Dreams of the Golden Age (Golden Age 2)
Page 96
“You’re a psychopath,” she said. “I know your kind.”
“You don’t know anyone like me,” he declared.
She smiled, because she could list the names of all the villains who were just like him, who’d kidnapped her or tried to. Who’d failed, no matter how confidently they’d stood before her and ranted that they were different. The feeling of déjà vu was oppressive.
The sounds continued, changing in ways Celia couldn’t interpret. The blast of a blowtorch, shouted denials, then … rain? Falling water? Whatever it was, the shouting stopped, which could either be good or bad.
Typhoon …
Which was only her mind playing tricks on her. A memory from the old days intruding.
“That’s it, right?” Steel, the thug behind her, asked Majors. They’d all gone very quiet, listening. “They’re done?”
“We’ll wait a few minutes and send Shark in to check. But I’ve studied all the vigilantes who might have come to help her, and none of them could escape those traps.”
Just keep blustering. She desperately hoped he was wrong. Tried to imagine a world where he wasn’t, and her rescuers just met disaster. Tried and failed. She could not imagine herself not getting rescued, and wasn’t that an odd thought? Did Majors know that she’d never not been rescued?
Celia flinched back when she felt a tickling pressure on her left wrist. A tugging at the nylon strap binding her. Then a voice whispered close her ear. “Ms. West, it’s Teddy Donaldson. I’m invisible.”
Of course he was. She sat very still and kept a smile of relief off her face. When really, she wanted to laugh. The nylon jerked a few times, seemingly of its own accord—a strange thing to see—until the knot loosened. The boy was clever enough to leave the strap there but tied loosely enough for her to easily slip her hand free. He quickly did the same to the right hand and then her feet, leaving them entirely free of the straps.
“When we give the signal, make a run for it,” he whispered.
Now this was a rescue. She’d been freed right under Steel’s nose and no one was the wiser.
A tiny breath of a draft marked Teddy’s passing. Steel looked over, as if he’d caught some motion out of the corner of his eye. But he shrugged it off.
Celia wished she could have talked to Teddy, or that he’d leaned close enough for her to whisper a reply: Take out Mindwall. With the mentalist out of commission, Arthur could likely incapacitate the whole room and they could stroll out of here. If only …
She took a deep breath to settle her nerves and waited. Everything was going to be all right, and very soon.
The shadowy figure in green chose that moment to step into the open. The vigilante was tall, impressively fit, his arms and thighs leanly muscled under the skin-suit fabric. He stood in a pose of strength, shoulders back, hands clenched at his sides. His mouth and jaw were visible under the sleek helmet and mask he wore. He was clean shaven and seemed young.
Majors and his people jumped like they’d been hit with a static shock. And Celia found out how Steel got his name when a metallic scraping wrenched from his raised arms, which had become elongated, flattened, and edged with vicious-looking blades. The man’s arms had become mutated, living swords, and he held them out and bent, ready to wield.
She didn’t want her daughters anywhere near that man and hoped Arthur had the good sense not to bring them. The thought of the man standing guard behind her suddenly became that much more terrifying. All he’d have to do was drive one of his arms through her back …
The green-suited super didn’t seem the least put off by the display, almost like he expected it. He announced, “Danton Majors, I need you to release Ms. West and surrender immediately.”
Majors grunted. “Who the hell are you?”
The young super hesitated, as if trying to figure out what to call himself, but he set his jaw and brushed the question away. “I’m a concerned citizen. You’ve broken a lot of laws here, Mr. Majors.”
“Who are you to decide that?”
The vigilante quirked a smile, tilted his head. “Just let her go.”
“No,” Majors said. His grin turned ugly, and he glanced over his shoulder. “Steel?”

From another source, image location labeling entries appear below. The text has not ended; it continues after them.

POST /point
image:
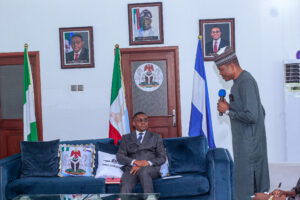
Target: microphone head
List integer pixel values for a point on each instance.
(222, 93)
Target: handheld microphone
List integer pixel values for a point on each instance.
(222, 94)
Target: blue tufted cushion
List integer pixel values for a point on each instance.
(56, 185)
(107, 147)
(186, 154)
(39, 158)
(188, 185)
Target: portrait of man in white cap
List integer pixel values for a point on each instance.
(147, 28)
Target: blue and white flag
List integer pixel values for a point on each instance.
(200, 122)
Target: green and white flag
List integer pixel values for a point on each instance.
(29, 122)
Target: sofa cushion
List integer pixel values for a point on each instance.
(186, 154)
(76, 160)
(96, 142)
(108, 166)
(39, 158)
(55, 185)
(188, 185)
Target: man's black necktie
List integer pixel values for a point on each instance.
(140, 137)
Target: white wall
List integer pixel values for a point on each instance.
(267, 32)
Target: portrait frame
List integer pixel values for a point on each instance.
(68, 57)
(141, 31)
(226, 33)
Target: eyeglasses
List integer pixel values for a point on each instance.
(141, 120)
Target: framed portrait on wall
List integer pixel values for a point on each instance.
(76, 47)
(145, 23)
(216, 34)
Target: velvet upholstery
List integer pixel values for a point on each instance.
(58, 185)
(216, 183)
(220, 163)
(107, 147)
(186, 154)
(188, 185)
(39, 158)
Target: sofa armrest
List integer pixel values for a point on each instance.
(220, 174)
(9, 170)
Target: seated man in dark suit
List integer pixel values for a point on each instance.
(216, 43)
(142, 153)
(79, 54)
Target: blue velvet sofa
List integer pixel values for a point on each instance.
(209, 176)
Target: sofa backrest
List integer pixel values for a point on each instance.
(186, 154)
(90, 141)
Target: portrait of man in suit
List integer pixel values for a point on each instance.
(216, 42)
(142, 153)
(80, 54)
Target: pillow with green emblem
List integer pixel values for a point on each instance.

The superhuman cocked back his bladed arms and ran forward.
Even Celia knew you never ran head-on at a strange superhuman without knowing anything about their powers. Seriously.
The mystery man leapt out of the way. He literally jumped, his power taking him across the room in a single stride. He bounced feetfirst against the wall, landed on the floor nearby in a crouch, and looked back at his opponents. Meanwhile, Steel had stabbed his right arm into the floor where the stranger had been standing, tearing through the carpet. Snarling, he wrenched his arm free. The man went after his quarry again, still running, as if moving fast enough would allow him to catch the jumper. This time, Steel slashed instead of stabbed, but the vigilante deftly sprang out of the way, bouncing across the room like some kind of insect. This time, he landed near Celia.
She didn’t suppose he’d at all coordinated with the bunch in the stairwell …
“What do you think you’re doing?” Majors said, laughing. “You think you’re just going to grab her and jump off the roof with her?”